Sramana Mitra: The clustering itself is dynamic? Are you coming up with algorithmic clusters?
Omer Artun: That is right. The platform we use runs on a Hadoop-based framework, and it is cascading frameworking. It also has algebraic contruction tecniques (ART) integrated. This way, we can run these algorithms in a scalable, multi-tenant way. Basically, each customer gets its own clusters. Or each customer gets its own propensity model. The whole process of pattern recognition, feature generation, feature selection, classifier design, and system design is implemented into cascading in a fully configurable way. Out of the box the marketer gets a bunch of things to use automatically. For example, if they want to predict people with green eyes, we can do that, too.

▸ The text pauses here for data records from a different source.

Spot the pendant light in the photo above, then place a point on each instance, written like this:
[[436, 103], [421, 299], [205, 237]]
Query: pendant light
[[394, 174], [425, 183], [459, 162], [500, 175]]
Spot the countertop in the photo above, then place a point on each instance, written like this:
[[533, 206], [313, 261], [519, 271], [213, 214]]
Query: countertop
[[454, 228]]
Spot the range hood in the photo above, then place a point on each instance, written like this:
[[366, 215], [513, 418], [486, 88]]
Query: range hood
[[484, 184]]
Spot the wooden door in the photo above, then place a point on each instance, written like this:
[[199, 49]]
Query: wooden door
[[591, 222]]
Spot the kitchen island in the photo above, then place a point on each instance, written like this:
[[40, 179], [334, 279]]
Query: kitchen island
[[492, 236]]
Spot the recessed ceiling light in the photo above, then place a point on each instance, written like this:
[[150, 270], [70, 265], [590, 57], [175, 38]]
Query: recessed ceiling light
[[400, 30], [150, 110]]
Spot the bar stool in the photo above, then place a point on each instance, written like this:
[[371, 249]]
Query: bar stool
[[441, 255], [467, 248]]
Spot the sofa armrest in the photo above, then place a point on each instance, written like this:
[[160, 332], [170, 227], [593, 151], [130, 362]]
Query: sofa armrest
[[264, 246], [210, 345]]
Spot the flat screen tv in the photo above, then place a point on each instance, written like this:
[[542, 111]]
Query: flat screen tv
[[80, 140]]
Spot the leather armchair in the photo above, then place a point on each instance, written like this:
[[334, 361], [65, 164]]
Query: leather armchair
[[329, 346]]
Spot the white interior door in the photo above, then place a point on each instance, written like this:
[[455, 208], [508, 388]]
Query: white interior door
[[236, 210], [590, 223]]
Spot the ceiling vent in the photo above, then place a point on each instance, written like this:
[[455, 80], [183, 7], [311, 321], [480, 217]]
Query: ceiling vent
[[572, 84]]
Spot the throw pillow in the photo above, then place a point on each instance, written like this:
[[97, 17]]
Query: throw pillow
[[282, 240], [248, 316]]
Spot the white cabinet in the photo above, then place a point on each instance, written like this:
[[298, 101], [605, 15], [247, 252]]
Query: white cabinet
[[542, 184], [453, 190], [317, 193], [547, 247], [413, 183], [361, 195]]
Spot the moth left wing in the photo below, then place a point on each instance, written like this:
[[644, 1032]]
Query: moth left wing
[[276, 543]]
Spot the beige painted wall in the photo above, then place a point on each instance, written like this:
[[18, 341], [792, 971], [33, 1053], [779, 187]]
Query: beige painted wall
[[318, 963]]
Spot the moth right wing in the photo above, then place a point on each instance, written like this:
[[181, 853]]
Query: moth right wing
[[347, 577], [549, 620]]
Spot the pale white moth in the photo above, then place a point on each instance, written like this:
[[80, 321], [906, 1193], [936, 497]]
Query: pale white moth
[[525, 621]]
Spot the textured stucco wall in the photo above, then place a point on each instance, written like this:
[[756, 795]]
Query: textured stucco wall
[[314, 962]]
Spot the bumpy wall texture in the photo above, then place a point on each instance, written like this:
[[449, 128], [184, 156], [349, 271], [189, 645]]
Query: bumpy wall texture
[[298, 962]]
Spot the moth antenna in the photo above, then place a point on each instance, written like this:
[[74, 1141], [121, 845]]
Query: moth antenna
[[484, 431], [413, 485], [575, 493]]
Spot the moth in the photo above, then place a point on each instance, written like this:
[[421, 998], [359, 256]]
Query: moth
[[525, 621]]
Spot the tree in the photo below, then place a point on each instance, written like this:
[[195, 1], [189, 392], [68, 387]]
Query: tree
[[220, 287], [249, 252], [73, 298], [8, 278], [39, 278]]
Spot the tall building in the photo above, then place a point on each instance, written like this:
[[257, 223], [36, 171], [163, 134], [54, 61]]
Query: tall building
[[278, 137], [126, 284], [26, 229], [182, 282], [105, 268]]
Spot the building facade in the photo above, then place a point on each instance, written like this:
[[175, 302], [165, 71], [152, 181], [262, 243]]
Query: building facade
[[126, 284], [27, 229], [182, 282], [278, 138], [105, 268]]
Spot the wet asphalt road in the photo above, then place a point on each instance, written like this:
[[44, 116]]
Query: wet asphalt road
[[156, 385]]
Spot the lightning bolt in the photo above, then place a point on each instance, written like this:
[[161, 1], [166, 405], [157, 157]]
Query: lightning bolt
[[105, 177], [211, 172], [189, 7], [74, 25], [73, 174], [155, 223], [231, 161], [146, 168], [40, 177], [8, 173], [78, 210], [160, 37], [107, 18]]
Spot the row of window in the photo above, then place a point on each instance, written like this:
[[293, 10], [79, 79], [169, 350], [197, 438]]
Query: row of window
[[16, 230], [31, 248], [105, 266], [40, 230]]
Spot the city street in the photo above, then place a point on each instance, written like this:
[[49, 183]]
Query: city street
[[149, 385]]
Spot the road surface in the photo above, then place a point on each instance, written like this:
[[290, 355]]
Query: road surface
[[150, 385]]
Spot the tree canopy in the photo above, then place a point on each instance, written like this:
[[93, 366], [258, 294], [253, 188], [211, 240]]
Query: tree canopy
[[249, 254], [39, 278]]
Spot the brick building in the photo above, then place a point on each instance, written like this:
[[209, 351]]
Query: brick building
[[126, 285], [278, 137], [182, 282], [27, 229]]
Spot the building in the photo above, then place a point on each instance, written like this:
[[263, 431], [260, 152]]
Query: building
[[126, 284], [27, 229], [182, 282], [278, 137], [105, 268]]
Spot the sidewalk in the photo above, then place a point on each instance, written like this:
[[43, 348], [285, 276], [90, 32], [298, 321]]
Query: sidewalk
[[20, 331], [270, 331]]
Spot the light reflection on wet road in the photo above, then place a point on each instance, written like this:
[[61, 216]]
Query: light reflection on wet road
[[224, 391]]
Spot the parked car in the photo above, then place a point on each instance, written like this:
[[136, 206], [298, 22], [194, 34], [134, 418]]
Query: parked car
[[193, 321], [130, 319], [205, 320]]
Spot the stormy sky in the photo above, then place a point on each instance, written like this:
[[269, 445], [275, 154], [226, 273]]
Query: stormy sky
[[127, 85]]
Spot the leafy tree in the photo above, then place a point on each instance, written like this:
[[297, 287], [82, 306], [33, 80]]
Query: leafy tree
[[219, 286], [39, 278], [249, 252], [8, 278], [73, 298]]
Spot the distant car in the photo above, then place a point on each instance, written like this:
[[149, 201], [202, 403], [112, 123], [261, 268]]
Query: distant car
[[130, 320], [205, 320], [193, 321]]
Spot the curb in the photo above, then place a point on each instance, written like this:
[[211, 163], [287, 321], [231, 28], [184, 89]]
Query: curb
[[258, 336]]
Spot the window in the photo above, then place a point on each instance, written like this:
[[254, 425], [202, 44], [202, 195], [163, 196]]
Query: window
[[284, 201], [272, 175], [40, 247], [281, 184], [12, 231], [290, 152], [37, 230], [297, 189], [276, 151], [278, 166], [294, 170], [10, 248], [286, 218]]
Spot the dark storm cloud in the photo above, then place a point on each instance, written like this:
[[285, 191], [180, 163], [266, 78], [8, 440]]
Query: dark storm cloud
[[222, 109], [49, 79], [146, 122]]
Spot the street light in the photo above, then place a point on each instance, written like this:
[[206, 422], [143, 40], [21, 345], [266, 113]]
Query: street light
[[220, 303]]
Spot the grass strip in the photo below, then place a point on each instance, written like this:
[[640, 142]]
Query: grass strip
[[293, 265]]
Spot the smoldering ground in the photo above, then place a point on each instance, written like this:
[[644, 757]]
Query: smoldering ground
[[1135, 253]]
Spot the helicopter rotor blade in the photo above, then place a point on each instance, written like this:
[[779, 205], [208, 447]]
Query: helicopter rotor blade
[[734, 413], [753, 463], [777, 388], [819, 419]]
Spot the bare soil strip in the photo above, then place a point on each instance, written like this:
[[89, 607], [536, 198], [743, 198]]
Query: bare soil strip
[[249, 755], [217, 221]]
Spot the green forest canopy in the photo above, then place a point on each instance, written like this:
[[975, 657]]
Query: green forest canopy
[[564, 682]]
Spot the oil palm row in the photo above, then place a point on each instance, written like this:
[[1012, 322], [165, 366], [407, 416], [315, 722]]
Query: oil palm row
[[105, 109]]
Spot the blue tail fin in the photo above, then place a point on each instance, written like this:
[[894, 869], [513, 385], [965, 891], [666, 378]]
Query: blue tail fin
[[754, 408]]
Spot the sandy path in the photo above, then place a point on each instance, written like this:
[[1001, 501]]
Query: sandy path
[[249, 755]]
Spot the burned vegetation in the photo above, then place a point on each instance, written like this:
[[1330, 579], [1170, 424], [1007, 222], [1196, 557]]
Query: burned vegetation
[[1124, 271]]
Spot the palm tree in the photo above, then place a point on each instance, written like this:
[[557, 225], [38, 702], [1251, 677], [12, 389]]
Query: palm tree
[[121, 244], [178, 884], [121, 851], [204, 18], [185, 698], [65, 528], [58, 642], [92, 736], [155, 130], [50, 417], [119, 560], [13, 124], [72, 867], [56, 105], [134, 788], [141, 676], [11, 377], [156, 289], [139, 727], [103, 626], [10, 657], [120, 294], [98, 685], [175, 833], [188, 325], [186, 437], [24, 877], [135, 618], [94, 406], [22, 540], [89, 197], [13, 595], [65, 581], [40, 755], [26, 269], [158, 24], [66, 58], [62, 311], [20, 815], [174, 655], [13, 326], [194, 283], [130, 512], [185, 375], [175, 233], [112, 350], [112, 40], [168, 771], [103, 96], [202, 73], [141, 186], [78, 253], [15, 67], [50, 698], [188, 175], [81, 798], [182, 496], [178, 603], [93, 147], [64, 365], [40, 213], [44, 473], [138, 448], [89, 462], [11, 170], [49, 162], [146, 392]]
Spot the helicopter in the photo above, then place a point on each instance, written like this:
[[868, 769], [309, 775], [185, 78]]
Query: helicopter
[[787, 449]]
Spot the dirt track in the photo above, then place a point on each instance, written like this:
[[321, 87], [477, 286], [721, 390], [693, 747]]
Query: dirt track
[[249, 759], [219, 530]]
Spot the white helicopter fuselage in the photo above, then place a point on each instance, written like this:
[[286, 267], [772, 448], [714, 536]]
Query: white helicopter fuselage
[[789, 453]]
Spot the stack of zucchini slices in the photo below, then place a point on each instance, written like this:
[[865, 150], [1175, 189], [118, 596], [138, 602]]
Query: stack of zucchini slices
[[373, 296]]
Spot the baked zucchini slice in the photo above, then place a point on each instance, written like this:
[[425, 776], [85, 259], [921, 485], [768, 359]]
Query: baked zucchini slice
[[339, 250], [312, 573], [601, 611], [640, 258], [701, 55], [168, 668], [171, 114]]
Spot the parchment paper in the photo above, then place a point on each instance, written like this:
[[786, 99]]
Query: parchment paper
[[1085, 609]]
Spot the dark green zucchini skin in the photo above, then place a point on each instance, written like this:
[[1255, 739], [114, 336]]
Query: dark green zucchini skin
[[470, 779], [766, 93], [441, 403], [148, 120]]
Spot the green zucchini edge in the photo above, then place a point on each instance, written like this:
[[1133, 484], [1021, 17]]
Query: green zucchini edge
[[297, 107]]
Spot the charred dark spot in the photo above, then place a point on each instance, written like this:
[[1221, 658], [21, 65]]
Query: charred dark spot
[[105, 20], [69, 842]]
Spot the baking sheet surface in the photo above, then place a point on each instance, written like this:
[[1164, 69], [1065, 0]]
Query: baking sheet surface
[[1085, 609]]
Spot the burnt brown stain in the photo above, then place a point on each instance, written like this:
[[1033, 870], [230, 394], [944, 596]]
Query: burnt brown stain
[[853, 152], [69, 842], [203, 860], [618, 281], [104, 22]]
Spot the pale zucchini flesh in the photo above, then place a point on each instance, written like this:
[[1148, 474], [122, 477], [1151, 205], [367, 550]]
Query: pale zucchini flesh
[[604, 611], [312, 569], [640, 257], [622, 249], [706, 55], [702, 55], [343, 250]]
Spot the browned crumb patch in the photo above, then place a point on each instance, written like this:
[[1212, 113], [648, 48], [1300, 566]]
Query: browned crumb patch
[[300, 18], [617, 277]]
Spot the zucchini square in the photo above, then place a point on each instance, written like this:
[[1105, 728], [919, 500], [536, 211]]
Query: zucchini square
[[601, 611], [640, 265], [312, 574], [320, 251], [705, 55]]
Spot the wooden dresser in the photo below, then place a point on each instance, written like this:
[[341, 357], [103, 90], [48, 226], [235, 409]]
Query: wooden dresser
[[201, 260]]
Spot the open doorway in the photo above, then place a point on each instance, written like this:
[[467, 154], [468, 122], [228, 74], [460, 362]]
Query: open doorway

SM: When you start with one data body to work with – how many clusters do you start with, and how does that evolve? I suspect that the number of clusters is evolving, or does it stabilize at some point?
OA: There are so many tricks when it comes to clustering. You try a different number of clusters and test them for stability. You split two data sets into clusters and then see if the clusters you come up with are similar. If they are not similar, you don’t have a stable clustering scheme. You also look at the cluster’s size. From a practical perspective, you don’t want to have clusters that vary too much in size. You don’t want some clusters to be 30% or 60% and other clusters only 1% or 2%, so you put constrains on what the clustering output should be.
There are also other methods of inner-cluster distance and intra-cluster distance metrics. You basically have to figure out what the optimal numbers of clusters should be, and the system picks the best one. There is an art to it, but that art can be programmed into it. The order of manageable clusters is usually between 5 and 15. If you have fewer, you don’t have a lot of personae; if you have more than 15, it is just not manageable. We will get the answer within that boundary.
SM: I have to believe that in the types of clustering you talked about, for example, the businesswoman buying shoes for herself and then also for her kids, there are far more than 15 combinations of clusters, aren’t there?
OA: Not in a statistical sense. This doesn’t mean we take all the products customers buy and create combinations with that. What we do is create combinations of people in a meaningful way. This doesn’t mean they can’t buy other products. Basically, we are coming up with combinations that are similar to each other.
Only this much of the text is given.